Samba server in container - failed transfers when sending from same node

Nelluk

New Member
Dec 7, 2024
2
1
3
I just added a second Proxmox 8.3 node with a 14tb HDD intended to be used as network storage. I followed this guide to set up an unprivileged container running a Samba server to share the HDD to my mixed-OS network.

This works fine when sending from other devices. However I also mounted the share on the local node and tried backing up my local VMs, and noticed this would fail after a few GB of copying, lock up the fileserver LXC, and require a forceful reset of the node. (I tried a variety of things to recover gracefully and a hard reset is the only thing I've found success with to recover)

I started testing with `dd` to eliminate the backup job part of it, and found a few things:

- Limiting to ~60 MB/s transfer speed is successful. Anything above ~80MB/s the smbd will lock up after 8-12GB.
- Transfers from other devices (other proxmox node, Mac, PC) all seem to succeed fine, and get 150-250MB/s speeds
- If I set the `dd` to compressible 0-filled data it will have no problem and hit high speeds. Problem crops up if I use random data.
- Tried various changes to smb.conf as found online and no improvements
- Tried increasing the resources for the fileserver container from 512mb RAM/2 cores to 2048mb ram/4 cores, and slight improvement (gets a few more GB before failing)
- When in failed state the `smbd` process is pegged at max CPU of the container. Even if the container terminal is responsive, I can't do anything in there to kill the server and recover gracefully. (zombie smbd process consuming 200% CPU when 2 cores allocated)
- I tried spinning up a different Samba container - this time using a turnkey linux filesharing template. This fails in the exact same way.

I could work around this by just not using the samba share on the local node, or limiting the speeds, but I'd like to have a better understanding of whats going on or a cleaner solution if possible.
 
I just added a second Proxmox 8.3 node with a 14tb HDD intended to be used as network storage. I followed this guide to set up an unprivileged container running a Samba server to share the HDD to my mixed-OS network.

This works fine when sending from other devices. However I also mounted the share on the local node and tried backing up my local VMs, and noticed this would fail after a few GB of copying, lock up the fileserver LXC, and require a forceful reset of the node. (I tried a variety of things to recover gracefully and a hard reset is the only thing I've found success with to recover)

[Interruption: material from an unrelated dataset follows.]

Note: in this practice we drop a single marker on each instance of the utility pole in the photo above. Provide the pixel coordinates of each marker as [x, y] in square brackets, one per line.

I started testing with `dd` to eliminate the backup job part of it, and found a few things:

- Limiting to ~60 MB/s transfer speed is successful. Anything above ~80MB/s the smbd will lock up after 8-12GB.
- Transfers from other devices (other proxmox node, Mac, PC) all seem to succeed fine, and get 150-250MB/s speeds
- If I set the `dd` to compressible 0-filled data it will have no problem and hit high speeds. Problem crops up if I use random data.
- Tried various changes to smb.conf as found online and no improvements
- Tried increasing the resources for the fileserver container from 512mb RAM/2 cores to 2048mb ram/4 cores, and slight improvement (gets a few more GB before failing)
- When in failed state the `smbd` process is pegged at max CPU of the container. Even if the container terminal is responsive, I can't do anything in there to kill the server and recover gracefully. (zombie smbd process consuming 200% CPU when 2 cores allocated)
- I tried spinning up a different Samba container - this time using a turnkey linux filesharing template. This fails in the exact same way.

I could work around this by just not using the samba share on the local node, or limiting the speeds, but I'd like to have a better understanding of whats going on or a cleaner solution if possible.
The above description matches my situation with the exception that the disk is a nvme ssd which is the same disk PVE resides on and I have created a zfspool there which I am having a Ubuntu Docker VM accessing via smb from Cockpit LXC. I am not sure exactly when/what triggers the state but it´s always during file transfers between nodes and once it hits, I have to physically power down to recover (although VMs and LXCs are responsive for other stuff".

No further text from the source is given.